If you fast-forward just one year to 2013, property prices were up over 15 percent, and mortgage rates had shot up over 1.25%. 

So those very same people who were willing and able to purchase their dream home in 2012 with a little PMI were totally priced out of the market just one year later. 

Unfortunately, you can’t predict future home prices and you can’t control the mortgage rates.

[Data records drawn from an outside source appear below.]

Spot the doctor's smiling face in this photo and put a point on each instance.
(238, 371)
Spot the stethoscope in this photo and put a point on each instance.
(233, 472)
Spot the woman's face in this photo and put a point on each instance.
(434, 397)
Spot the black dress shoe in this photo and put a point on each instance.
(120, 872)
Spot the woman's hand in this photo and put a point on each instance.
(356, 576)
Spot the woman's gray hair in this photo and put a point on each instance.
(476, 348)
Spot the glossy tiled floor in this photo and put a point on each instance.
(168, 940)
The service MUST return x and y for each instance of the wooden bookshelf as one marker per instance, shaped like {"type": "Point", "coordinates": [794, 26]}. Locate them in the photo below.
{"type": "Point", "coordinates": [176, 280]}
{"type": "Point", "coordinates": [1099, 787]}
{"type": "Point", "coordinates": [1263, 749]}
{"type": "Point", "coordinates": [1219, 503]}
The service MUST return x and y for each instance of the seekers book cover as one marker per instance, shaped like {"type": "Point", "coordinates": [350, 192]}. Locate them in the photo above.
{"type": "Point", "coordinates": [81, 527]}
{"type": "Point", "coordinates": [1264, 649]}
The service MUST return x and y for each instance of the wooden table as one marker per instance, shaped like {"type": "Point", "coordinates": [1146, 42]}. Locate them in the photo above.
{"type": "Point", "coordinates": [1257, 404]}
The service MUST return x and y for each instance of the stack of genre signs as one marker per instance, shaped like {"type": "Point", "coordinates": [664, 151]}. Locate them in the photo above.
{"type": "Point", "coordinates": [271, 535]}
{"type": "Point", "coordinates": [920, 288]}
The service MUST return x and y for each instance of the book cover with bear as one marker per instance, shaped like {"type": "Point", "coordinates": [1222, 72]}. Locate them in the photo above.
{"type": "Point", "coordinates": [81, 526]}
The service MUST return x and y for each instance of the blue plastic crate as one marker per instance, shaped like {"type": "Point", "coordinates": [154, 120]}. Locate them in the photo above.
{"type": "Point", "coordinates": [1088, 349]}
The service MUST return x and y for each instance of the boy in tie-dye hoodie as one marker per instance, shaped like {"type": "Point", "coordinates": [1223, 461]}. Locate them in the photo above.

I’ve had other clients that actually took that leap of faith. They said, “We’re going to put a little bit less down right now, the payment’s going to be a little bit more expensive, but we’re saving money and we know we can always restructure that loan and maybe refinance in the future.” 

And sure enough, in 2016,  we began refinancing homes that were purchased in 2012, ’13, ’14, as we experienced new historic lows in mortgage rates.. Looking back, those clients were thankful they made that move when they did.  Through that refinance, they realized how much more equity they built and how much wealth they established.  They also dropped their payment substantially because of the lower rates and removal of the PMI.

The moral of this story is buying sooner is better. A mortgage unlocks so many benefits for you as a homeowner, from tax deductions to building equity for the rest of your life. Talk to someone who can show you how to use mortgage to create leverage toward building financial independence. You might not need to save up anything. You might be able to do it right now!